By Arshin Adib-Moghaddam (for Safe Democracy)
Arshin Adib-Moghaddam considers that instead of attempting to excavate the true, eternal essence of Islam, it is worthwile to comprehend the expanding discourses about it within specific ideational situations. This is what he believes is the real challenge posed by Islam. Adib-Moghaddam also illustrates how two transnational Islamic spaces have created a cognitive divide in which the rational majority suffers: “East” by neo-fundamentalist movement and “West”, by neo-conservative strategists. He notes that Bali, Madrid, London, New York, Baghdad, Kabul, Najaf and the Palestinian territories have been caught in the cross-fire of this divide.
Arshin Adib-Moghaddam is the author of “The International Politics of the Persian Gulf: A Cultural Genealogy” (Routledge). Educated at Hamburg, American and Cambridge Universities, he teaches International Relations at Oxford University.
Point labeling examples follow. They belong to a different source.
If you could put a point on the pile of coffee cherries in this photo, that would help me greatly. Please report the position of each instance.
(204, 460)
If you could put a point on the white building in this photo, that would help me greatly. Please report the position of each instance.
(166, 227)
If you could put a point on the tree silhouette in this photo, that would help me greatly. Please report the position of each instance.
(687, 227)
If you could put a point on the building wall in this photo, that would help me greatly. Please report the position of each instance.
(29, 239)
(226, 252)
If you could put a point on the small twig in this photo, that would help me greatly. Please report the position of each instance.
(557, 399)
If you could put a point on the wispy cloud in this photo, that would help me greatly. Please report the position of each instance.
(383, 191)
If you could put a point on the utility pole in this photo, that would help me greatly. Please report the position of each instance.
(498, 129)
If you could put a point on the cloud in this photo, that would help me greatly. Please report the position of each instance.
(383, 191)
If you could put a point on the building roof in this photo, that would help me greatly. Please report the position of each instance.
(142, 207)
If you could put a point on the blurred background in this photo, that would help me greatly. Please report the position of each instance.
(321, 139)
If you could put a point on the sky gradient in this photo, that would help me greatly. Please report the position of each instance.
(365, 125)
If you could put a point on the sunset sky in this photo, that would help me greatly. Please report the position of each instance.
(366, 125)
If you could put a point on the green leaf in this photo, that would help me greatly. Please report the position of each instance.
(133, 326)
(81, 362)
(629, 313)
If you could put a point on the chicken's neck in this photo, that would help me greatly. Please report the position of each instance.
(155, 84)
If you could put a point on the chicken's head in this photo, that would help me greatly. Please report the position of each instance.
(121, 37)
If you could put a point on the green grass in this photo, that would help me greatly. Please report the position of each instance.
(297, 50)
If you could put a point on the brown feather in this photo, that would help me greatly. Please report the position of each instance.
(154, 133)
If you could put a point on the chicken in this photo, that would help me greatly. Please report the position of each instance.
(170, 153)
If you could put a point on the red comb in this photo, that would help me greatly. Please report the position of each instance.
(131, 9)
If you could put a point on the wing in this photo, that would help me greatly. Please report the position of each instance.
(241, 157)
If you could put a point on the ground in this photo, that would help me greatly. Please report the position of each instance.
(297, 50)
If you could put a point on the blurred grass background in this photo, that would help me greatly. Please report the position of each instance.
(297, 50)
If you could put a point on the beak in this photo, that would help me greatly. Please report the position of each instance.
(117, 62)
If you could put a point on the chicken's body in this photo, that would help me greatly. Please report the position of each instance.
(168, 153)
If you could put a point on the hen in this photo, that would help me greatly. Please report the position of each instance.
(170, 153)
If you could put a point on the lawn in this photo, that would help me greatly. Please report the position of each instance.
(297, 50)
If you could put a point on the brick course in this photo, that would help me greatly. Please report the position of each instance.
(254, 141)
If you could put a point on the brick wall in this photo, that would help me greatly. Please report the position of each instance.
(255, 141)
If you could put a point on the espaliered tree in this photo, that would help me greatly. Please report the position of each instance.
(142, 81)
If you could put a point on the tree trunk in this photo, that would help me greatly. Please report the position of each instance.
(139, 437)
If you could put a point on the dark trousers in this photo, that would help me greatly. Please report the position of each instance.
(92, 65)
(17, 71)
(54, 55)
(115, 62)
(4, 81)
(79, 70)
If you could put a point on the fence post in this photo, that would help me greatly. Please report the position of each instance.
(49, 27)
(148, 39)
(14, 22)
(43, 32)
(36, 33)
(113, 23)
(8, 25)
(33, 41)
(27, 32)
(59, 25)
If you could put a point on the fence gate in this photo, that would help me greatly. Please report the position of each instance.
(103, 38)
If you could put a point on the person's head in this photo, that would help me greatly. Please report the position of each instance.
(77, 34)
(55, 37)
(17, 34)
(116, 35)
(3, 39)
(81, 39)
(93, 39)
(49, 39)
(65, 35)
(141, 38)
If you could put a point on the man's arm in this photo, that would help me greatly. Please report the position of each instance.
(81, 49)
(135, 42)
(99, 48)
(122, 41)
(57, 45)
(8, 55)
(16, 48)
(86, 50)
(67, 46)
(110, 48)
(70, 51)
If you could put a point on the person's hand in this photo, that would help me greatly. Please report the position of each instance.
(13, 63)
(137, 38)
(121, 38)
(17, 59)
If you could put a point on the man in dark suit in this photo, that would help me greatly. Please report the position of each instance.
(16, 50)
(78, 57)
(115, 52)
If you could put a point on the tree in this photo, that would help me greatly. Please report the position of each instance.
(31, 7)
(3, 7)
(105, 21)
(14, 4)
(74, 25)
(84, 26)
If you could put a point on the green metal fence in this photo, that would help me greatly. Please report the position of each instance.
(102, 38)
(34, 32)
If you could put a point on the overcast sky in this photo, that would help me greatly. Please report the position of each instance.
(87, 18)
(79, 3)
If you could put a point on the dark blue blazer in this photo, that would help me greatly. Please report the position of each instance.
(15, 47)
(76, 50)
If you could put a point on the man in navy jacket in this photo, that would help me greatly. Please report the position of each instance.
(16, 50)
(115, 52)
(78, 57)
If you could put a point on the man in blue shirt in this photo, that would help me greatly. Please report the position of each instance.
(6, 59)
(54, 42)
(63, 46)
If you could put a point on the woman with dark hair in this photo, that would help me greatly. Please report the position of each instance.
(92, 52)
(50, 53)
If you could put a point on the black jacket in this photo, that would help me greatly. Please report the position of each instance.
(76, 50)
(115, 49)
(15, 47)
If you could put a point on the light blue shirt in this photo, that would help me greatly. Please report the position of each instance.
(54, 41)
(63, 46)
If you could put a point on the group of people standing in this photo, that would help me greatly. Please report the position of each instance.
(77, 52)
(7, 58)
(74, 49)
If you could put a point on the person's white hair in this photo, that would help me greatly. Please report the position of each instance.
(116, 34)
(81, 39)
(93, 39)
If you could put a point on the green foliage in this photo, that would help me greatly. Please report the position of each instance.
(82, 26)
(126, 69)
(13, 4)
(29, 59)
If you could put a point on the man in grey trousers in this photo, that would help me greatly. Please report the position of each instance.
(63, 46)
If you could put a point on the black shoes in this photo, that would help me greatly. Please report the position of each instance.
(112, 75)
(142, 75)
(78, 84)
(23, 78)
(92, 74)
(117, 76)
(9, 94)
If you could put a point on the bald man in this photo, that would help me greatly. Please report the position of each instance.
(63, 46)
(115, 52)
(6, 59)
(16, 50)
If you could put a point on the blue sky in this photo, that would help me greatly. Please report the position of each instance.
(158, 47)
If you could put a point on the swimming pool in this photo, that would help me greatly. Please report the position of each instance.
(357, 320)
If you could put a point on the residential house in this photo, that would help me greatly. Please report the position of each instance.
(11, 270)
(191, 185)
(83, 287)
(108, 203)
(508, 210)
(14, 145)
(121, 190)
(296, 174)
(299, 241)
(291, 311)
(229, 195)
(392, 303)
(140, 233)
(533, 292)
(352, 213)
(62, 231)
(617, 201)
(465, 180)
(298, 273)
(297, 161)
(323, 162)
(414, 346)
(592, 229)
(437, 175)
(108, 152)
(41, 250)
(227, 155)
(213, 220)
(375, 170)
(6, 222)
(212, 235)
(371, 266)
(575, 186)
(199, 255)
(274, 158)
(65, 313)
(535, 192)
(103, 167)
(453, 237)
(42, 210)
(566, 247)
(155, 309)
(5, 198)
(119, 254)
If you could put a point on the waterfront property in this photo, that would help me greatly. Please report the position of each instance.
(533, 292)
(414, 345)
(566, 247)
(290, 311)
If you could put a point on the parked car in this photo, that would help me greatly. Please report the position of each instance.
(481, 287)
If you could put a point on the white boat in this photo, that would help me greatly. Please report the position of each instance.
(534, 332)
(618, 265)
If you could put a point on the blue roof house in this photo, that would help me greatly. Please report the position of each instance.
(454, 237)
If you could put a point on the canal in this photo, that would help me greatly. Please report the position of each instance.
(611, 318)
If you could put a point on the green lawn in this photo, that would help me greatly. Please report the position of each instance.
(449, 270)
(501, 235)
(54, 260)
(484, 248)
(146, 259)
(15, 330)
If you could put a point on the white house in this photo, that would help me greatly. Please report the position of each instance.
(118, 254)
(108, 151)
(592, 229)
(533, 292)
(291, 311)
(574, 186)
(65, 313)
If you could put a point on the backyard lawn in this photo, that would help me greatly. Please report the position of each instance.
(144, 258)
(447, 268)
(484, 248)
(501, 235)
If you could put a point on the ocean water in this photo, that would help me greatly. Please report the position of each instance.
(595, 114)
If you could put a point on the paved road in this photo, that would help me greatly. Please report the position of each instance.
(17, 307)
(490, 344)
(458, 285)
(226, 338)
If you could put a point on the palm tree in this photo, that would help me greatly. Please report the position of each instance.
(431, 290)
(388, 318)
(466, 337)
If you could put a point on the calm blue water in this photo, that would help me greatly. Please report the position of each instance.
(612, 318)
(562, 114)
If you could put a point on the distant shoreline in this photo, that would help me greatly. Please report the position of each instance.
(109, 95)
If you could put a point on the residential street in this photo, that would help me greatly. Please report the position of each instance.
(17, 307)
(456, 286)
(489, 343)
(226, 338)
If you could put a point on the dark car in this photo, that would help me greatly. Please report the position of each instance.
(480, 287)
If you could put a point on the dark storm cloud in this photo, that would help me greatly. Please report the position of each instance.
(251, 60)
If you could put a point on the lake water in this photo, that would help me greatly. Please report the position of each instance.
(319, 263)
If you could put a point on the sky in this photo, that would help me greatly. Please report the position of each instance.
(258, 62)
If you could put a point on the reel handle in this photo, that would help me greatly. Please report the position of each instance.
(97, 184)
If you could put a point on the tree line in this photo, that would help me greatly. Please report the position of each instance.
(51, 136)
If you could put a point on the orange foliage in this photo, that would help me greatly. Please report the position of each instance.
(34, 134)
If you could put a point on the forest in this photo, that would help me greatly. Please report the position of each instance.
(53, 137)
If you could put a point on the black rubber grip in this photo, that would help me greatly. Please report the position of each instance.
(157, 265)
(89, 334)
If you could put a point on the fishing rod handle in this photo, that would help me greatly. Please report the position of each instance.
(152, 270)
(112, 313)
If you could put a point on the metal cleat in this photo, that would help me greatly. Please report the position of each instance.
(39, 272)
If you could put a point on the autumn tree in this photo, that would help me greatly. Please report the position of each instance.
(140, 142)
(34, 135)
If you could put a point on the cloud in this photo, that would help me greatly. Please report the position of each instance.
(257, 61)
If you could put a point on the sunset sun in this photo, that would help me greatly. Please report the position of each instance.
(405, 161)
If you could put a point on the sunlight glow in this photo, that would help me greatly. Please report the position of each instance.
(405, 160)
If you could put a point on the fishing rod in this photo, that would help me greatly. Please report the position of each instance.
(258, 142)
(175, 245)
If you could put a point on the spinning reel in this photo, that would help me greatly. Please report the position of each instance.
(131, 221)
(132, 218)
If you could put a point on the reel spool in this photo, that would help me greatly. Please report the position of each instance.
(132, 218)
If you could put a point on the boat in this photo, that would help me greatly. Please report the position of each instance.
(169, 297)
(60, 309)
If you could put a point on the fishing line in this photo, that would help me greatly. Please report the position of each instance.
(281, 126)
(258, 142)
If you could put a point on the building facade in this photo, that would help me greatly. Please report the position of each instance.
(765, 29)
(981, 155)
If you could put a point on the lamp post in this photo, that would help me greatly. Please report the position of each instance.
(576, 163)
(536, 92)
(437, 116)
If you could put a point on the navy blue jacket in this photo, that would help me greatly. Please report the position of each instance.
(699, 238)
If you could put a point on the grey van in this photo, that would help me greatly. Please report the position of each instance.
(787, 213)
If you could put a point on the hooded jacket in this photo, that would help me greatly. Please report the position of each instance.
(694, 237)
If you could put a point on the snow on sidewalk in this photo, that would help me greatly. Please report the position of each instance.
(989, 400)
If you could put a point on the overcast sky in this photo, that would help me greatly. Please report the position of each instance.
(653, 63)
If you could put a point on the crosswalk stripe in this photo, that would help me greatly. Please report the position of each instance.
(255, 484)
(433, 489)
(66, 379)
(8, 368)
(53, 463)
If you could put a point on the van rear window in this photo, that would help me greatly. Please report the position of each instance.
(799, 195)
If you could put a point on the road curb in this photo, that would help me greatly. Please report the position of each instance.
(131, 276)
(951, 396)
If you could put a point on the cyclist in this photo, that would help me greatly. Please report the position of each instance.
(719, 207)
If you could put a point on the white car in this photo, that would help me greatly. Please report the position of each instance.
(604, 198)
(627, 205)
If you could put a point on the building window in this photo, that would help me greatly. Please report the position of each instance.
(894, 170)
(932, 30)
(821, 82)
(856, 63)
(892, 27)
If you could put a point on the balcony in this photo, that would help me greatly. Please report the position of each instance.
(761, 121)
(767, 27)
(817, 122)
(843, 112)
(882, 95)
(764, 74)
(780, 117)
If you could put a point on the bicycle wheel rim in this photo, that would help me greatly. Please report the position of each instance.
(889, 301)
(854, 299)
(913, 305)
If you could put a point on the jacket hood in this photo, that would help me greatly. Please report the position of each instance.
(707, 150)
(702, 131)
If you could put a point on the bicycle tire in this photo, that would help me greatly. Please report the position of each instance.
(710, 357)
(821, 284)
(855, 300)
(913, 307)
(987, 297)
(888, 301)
ISLAM’S REAL AND IMAGINED CLOSENESS TO EUROPE has made it a densely narrated phenomenon. Not a day passes without news reports about the supposed essence of Islam, its incompatibility with “Western” norms, its infatigability in challenging these norms and its intransigency to embrace them. Yet, since the death of the Prophet Mohammed, and in many ways during his transcendental leadership of the umma, Islam has been differentiated, translated, narrated and, ultimately, transmuted from the realm of spiritual and godly experience into the ideational spaces of empirical reality.
BETTER UNDERSTOOD
Thus, it seems to me, that post-Mohammadian Islam is better understood as the multiplicity of Muslim cultures immanent in that transnational episteme in which they extract themselves and which constitute the existence of the umma. Here lies the omnipresence of Islams, which is not due to Islam’s power to veil everything under one a-historical, sacred canopy, not because Islam’s central tenet, tawhid, or the oneness of god, translates into oneness of the umma; but because Islams are socially engineered, constantly reified and innovatively reinvented. Islams are everywhere not because they embrace everything, but because they come from everywhere, from the Mosque next door to the Islamically legitimated political party.
TRANSNATIONAL EPISTEME
Islam understood in this pluralistic sense is the overall effect that emerges from all these sources: Islam is not a singular system bent on challenging “dar-al harb”, neither is it a cultural and political threat; it is the epithet that denotes a transnational episteme, where different spiritual cultural, religious, socio-economic and political narratives extract themselves.
Due to its central importance for the umma and the wider non-Muslim worlds, that transnational Islamic space is heavily contested: in the “East” by neo-fundamentalist movements, which claim it in its totality, and in the “West” by neo-conservative strategists, who see Muslim lands as the ultimate imperial prize. In between that cognitive divide, the rational majority suffers: in Bali, Madrid, London, New York and more disastrously (in terms of quantitative material destruction and human deaths) in Baghdad, Kabul, Najaf or the occupied territories of Palestine.
POLITICAL IDEOLOGY
However, how much of this can be explained by recurring to the Quran? How much in terms of Islam’s attitude towards this and that? It seems to me that in order to understand contemporary developments within Muslim societies, it may be rather more satisfying analytically to appreciate Islam’s immanent plurality. The questions that we should address then are not: How does Islam legitimate war? How does it sanction political violence? How does it treat women? But rather: In a specific cultural, socio-economic and political context, how do Islams extract themselves? How do different societal settings make possible the discourses about Islam, how do they inhibit its powers? How is Islam metamorphosed into political ideology?
In short, rather than attempting to excavate the true, eternal essence of Islam, we may be better advised to comprehend the expanding discourses about it within specific ideational situations. To my mind, this is the real challenge that Islam poses.